Quando você trouxe essa quantidade maior de óculos dos Estados Unidos, você já trouxe como importador? Porque muita gente que traz uma coisinha só para ganhar um dinheiro extra não está pensando em ter um negócio...
No começo, era tudo por baixo dos panos. Era, como se chama, comerciante de fronteiras... Depois, obviamente, quando eu recebi meu primeiro pedido, recebi uma grana. Aí constituí uma empresa. Mas no começo foi meio na raça.
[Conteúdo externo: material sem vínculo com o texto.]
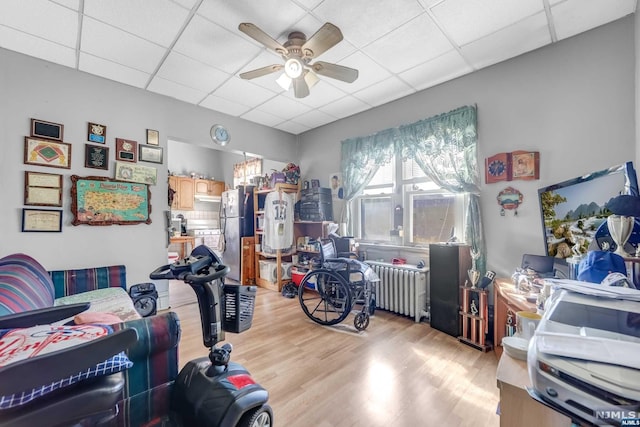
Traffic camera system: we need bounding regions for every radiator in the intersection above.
[366,261,428,322]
Você tem um momento na sua vida que você escolhe se você quer deixar as coisas bonitinho, endireitar. Entendeu? A vida lhe dá essa escolha. E você fala assim: "Agora você já tem estrutura e um dinheirinho para se oficializar, abrir uma empresa, um CNPJ, uma importadora, tudo bonitinho. E eu graças a Deus escolhi isso.
Volto a repetir: vai chegar uma hora em que você terá essa oportunidade, essa opção de endireitar, arrumar. Muitos não fazem isso. E aí continuam mole, mole, mole e não endireitam. Porque endireitar significa pagar muito imposto e diminuir a sua margem de forma assustadora.